Eles sabiam que Vanessa Teixeira tinha se esforçado muito para arrancar a verdade, mas Rafael Soares continuou sem admitir.
No entanto, a julgar pelas hesitações e pelo silêncio de Rafael Soares durante o diálogo, ficou óbvio que a suposição inicial deles estava correta.
Ele tinha lido o conteúdo da carta e, querendo semear a discórdia, mandou o entregador levá-la até eles.
Só não esperava que, na noite anterior, eles tivessem chamado alguém capaz de imitar a letra para reescrever a carta.
E ele também não imaginava que eles haviam verificado as câmeras de segurança e descoberto que o entregador não era o que ele havia arranjado.
Afinal, Rafael Soares não tinha como saber quem exatamente entregou a carta na casa.
A estupidez dele estava justamente nesse ponto; se ele soubesse, as coisas não teriam terminado assim.
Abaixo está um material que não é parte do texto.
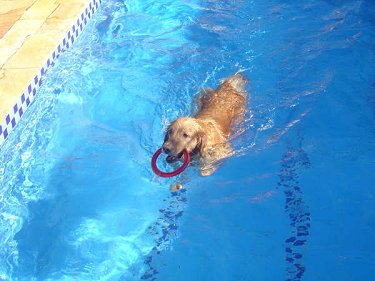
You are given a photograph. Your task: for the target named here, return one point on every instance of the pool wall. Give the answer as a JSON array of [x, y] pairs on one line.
[[16, 112]]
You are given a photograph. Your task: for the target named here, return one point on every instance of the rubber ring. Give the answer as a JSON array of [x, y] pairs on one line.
[[169, 174]]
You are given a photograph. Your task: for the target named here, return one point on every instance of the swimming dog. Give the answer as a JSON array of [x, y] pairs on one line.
[[207, 133]]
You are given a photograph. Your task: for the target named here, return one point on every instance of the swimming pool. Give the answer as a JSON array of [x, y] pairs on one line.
[[78, 200]]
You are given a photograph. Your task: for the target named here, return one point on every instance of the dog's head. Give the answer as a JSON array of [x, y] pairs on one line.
[[183, 133]]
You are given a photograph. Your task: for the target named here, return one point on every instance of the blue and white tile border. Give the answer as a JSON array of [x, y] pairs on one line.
[[28, 95]]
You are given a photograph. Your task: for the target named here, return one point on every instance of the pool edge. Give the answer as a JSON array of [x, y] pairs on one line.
[[26, 98]]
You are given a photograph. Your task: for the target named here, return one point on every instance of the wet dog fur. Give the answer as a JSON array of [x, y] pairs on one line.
[[207, 133]]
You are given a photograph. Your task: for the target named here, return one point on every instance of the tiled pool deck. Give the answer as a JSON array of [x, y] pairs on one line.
[[31, 32]]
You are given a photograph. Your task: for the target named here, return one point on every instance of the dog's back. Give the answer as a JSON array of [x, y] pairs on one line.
[[224, 104]]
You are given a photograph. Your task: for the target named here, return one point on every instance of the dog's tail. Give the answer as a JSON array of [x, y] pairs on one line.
[[238, 82]]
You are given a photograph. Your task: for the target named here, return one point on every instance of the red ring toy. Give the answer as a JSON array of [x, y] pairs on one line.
[[169, 174]]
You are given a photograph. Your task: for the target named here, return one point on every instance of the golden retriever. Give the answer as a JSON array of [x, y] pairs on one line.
[[207, 133]]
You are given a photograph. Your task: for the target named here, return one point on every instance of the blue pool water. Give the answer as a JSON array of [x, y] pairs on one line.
[[78, 199]]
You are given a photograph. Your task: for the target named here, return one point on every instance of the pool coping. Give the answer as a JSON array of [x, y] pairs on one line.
[[26, 98]]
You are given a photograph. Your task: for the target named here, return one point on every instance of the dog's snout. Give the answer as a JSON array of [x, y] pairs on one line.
[[166, 149]]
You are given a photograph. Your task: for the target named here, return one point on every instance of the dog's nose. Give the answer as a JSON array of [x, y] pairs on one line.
[[166, 150]]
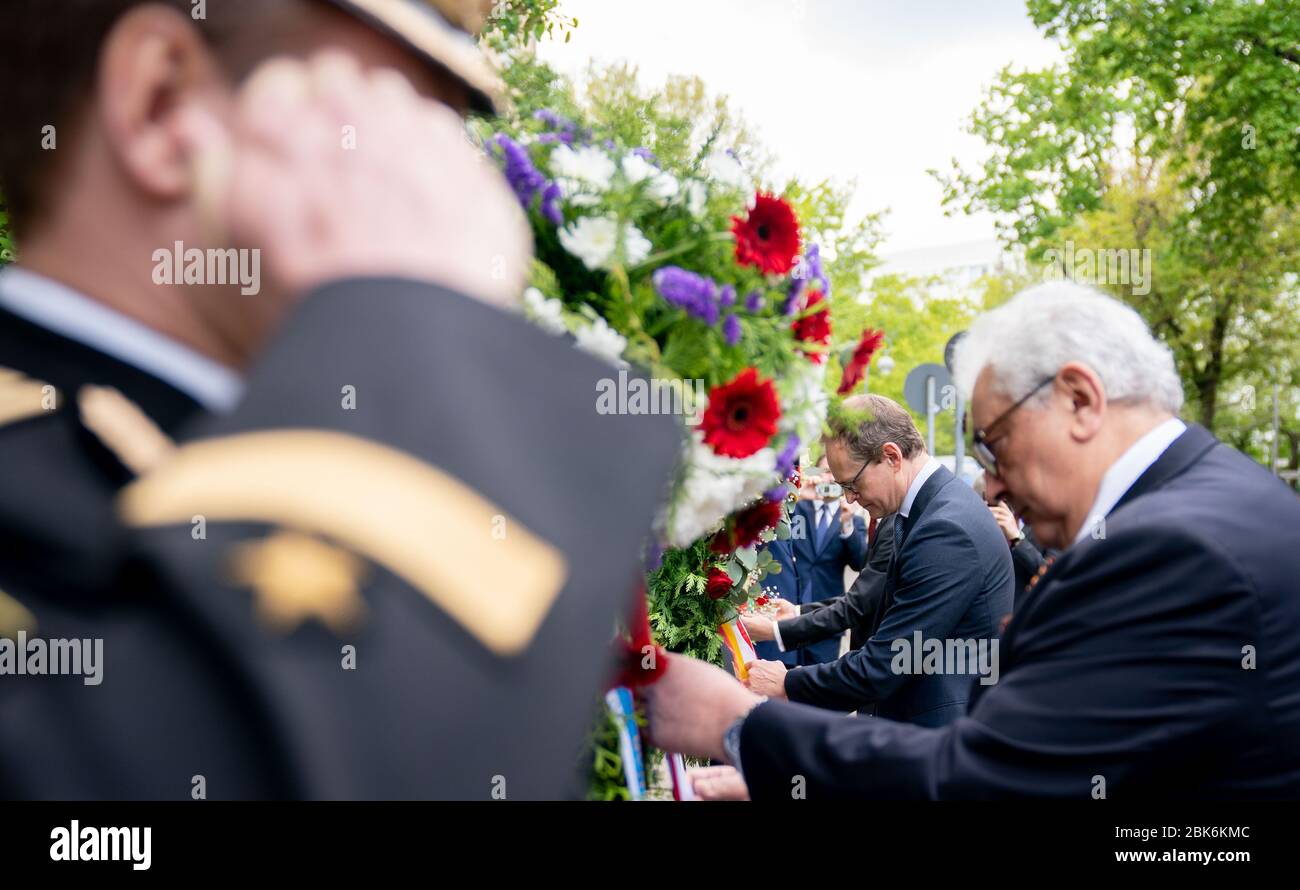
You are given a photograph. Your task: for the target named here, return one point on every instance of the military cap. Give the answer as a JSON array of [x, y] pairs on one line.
[[441, 31]]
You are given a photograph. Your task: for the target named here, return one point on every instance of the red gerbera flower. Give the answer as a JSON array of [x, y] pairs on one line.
[[814, 324], [768, 238], [741, 415], [719, 584], [853, 372], [640, 660]]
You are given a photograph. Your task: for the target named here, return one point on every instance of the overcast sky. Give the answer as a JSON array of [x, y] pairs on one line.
[[867, 90]]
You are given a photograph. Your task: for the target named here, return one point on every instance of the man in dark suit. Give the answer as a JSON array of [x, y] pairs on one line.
[[810, 623], [280, 525], [827, 538], [949, 584], [1160, 654]]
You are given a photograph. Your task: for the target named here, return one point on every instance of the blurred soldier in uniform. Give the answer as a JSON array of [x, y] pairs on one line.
[[285, 511]]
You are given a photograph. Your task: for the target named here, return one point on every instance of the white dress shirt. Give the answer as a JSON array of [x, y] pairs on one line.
[[63, 311], [914, 489], [1131, 464]]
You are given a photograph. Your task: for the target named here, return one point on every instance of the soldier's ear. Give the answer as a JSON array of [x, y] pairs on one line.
[[152, 63]]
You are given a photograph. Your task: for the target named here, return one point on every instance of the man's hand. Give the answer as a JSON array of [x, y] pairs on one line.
[[719, 784], [692, 706], [334, 172], [766, 678], [1006, 521], [758, 628]]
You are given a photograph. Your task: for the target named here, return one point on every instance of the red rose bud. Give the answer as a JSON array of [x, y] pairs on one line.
[[719, 584]]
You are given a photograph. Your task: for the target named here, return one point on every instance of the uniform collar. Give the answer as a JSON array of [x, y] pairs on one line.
[[59, 308]]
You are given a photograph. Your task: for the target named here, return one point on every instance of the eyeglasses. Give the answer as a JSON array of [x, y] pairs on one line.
[[849, 486], [982, 448]]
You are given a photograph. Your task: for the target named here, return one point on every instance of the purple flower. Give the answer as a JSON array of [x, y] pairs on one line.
[[807, 269], [787, 456], [694, 294], [731, 330], [523, 177], [550, 203], [792, 299]]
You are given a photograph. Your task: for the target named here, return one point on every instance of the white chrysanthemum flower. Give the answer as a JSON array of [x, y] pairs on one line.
[[603, 342], [547, 313], [805, 402], [636, 246], [724, 169], [663, 186], [596, 242], [583, 173], [714, 487], [592, 239], [697, 198]]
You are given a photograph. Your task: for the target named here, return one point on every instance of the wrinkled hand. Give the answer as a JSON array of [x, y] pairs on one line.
[[758, 628], [334, 172], [1005, 521], [692, 704], [719, 784], [766, 678]]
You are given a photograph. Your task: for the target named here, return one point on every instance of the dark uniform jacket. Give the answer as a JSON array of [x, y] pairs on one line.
[[403, 598]]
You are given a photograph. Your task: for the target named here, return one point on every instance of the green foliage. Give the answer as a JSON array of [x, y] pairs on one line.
[[7, 246], [1170, 127], [514, 24]]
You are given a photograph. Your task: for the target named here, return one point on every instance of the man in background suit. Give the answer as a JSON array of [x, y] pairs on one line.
[[950, 577], [810, 623], [1027, 556], [827, 538], [1158, 658]]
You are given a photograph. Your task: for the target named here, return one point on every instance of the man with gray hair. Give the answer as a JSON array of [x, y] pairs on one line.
[[1160, 654]]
Isso confirmava a frase de Vanessa Teixeira: ele era estúpido sem saber, um tolo tendo uma ideia brilhante.
Originalmente, ele poderia ter ido criar problemas para Bento Soares por conta própria.
Ou poderia ter fingido que não viu nada e ignorado o assunto.
Infelizmente, ele insistiu em agir dessa forma.
Não havia jeito, gente estúpida é assim mesmo.
—
Na mansão da família Teixeira.
Sandro Teixeira, após ouvir tudo, olhou pensativo para Helena Gomes.
— Irmã, o que você vai fazer? Vai procurar Bento Soares para falar sobre isso?